Are there really many short-term or long-term benefits to unschooling? Is it a wise decision for the child? What are the pros and cons?
There are many unschooling benefits that people overlook. Since education begins at birth many don’t realize that children are already unschooled yet learning.
Unschooling reduces stress for both parents and children. With no pressure on learning, the stress of getting homework done on time, turning in assignments as required and mandatory attendance are all eliminated. Children will learn at their own pace and astonishingly these children want to learn.
Since these children want to learn they are much more likely to put effort into how things work, finishing a good book and figuring out math equations.
Unschoolers tend to get more rest and be more involved in their communities as well as extra curricular activities. Taking away the embarrassment of changing for PE by allowing these students to choose from such classes as Ballet, Tai Kwon Do, other Martial Arts classes or cross country or sports offerings reduces a lot of stress as well.

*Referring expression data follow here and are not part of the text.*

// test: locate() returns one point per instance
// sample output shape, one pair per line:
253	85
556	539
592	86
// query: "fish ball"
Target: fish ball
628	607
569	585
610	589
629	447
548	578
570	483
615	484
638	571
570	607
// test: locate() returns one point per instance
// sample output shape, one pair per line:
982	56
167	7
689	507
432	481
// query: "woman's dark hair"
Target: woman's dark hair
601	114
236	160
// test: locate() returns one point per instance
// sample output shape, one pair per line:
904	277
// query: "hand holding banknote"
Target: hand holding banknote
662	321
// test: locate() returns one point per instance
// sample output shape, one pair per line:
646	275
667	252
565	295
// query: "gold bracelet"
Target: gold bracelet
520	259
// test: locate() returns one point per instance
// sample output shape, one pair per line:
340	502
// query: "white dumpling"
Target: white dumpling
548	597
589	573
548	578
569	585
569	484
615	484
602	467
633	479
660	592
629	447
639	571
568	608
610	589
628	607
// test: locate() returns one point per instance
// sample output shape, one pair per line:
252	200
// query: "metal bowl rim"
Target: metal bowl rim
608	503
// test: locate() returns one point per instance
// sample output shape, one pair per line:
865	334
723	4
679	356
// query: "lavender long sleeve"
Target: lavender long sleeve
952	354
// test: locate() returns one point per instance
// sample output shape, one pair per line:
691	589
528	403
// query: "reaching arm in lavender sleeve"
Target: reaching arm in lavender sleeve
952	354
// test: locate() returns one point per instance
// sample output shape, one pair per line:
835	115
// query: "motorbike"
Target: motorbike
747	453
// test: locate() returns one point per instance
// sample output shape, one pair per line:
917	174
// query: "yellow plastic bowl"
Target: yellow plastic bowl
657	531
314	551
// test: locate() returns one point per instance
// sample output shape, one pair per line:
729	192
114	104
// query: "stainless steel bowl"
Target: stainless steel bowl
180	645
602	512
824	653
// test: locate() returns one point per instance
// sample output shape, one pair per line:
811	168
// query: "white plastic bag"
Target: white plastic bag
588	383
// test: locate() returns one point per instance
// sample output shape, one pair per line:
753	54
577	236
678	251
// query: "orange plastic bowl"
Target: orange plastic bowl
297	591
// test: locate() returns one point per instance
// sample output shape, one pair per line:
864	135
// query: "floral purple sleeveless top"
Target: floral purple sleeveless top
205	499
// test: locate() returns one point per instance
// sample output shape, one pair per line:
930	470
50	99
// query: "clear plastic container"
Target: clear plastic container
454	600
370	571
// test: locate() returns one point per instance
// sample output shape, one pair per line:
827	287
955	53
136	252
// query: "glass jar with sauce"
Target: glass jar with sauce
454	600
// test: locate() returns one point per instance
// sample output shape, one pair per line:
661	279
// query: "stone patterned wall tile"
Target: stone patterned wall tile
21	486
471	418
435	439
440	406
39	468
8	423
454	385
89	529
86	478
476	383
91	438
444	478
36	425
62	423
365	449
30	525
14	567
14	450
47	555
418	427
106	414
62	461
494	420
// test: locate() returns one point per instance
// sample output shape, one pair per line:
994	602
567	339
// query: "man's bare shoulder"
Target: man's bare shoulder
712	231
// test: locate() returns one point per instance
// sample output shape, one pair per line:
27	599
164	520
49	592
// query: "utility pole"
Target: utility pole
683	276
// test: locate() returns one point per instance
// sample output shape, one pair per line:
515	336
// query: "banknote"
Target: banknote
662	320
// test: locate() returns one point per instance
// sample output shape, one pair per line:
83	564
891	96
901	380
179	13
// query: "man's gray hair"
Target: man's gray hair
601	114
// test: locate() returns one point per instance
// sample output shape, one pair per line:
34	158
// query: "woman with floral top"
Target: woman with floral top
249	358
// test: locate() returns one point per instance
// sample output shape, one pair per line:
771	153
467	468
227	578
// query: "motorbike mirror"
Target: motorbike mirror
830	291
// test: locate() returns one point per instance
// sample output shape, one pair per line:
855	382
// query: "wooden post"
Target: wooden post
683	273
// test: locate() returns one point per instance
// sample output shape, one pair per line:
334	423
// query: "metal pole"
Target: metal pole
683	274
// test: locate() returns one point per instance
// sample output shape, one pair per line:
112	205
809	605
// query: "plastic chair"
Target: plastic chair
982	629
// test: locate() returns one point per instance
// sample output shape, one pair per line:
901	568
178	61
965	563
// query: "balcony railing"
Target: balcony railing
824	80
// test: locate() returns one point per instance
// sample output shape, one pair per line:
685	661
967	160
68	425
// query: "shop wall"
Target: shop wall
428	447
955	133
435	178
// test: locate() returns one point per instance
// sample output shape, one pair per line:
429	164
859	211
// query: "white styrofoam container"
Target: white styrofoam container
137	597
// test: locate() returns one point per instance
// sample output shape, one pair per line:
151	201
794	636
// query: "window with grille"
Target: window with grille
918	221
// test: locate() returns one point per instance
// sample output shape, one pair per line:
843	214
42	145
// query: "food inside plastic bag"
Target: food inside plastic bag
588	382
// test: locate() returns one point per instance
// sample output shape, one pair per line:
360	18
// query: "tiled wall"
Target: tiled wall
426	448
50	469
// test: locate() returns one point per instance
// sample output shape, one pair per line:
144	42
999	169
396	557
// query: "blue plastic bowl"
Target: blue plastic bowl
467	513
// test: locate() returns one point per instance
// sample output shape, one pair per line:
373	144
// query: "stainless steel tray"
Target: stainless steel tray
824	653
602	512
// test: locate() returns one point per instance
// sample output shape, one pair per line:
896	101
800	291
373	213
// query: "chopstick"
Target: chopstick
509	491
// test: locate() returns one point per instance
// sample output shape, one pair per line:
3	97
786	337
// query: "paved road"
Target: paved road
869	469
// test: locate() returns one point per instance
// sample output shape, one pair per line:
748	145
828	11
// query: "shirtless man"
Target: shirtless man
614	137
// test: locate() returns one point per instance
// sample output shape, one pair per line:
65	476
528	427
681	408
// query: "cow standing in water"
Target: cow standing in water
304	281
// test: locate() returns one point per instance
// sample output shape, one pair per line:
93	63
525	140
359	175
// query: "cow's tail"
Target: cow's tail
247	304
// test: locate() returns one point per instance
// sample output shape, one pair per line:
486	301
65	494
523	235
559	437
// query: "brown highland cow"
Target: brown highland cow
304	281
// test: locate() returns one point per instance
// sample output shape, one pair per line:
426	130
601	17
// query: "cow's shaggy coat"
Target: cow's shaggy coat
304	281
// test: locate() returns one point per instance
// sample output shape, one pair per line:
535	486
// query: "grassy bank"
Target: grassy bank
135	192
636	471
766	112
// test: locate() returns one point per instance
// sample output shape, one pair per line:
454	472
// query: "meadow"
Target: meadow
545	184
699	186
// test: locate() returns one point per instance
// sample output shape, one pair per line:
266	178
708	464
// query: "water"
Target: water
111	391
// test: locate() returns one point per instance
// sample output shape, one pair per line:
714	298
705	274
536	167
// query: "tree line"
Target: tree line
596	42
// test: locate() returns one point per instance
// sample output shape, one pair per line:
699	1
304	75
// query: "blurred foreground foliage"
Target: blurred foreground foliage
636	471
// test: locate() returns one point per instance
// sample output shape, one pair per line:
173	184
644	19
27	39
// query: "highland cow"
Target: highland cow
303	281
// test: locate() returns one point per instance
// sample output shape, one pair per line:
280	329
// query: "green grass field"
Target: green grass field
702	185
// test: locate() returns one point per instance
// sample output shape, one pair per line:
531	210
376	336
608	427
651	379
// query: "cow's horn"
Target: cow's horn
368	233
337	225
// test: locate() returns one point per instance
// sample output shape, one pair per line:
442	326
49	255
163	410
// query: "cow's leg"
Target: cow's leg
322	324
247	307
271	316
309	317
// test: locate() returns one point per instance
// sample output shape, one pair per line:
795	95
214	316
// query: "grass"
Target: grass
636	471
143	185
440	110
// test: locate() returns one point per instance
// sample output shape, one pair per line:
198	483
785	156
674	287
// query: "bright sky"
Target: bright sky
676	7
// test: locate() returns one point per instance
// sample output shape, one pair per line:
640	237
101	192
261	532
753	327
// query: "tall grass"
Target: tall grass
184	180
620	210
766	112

Students who are unschooled are still being educated contrary to popular belief. It’s easy to identify a homeschooler by their good manners and desire to learn more about any topic.
While other children are having to struggle with issues of who is the teachers pet and who gets to sit next to the cute girl in class they are being distracted from their learning.
Unschooling benefits students by eliminating such trivial arguments and focusing more on what the child is seeking to learn.
Unschooling isn’t a non supervised educational program. Many parents actually follow a loosely based curriculum and help their child focus on the core subjects that make up public school.
Unschoolers are enthusiastic about school on a daily basis. If they choose to stay up late to complete some task or work they are given that opportunity. Unschooling benefits the family in so many ways and allows so much more family time.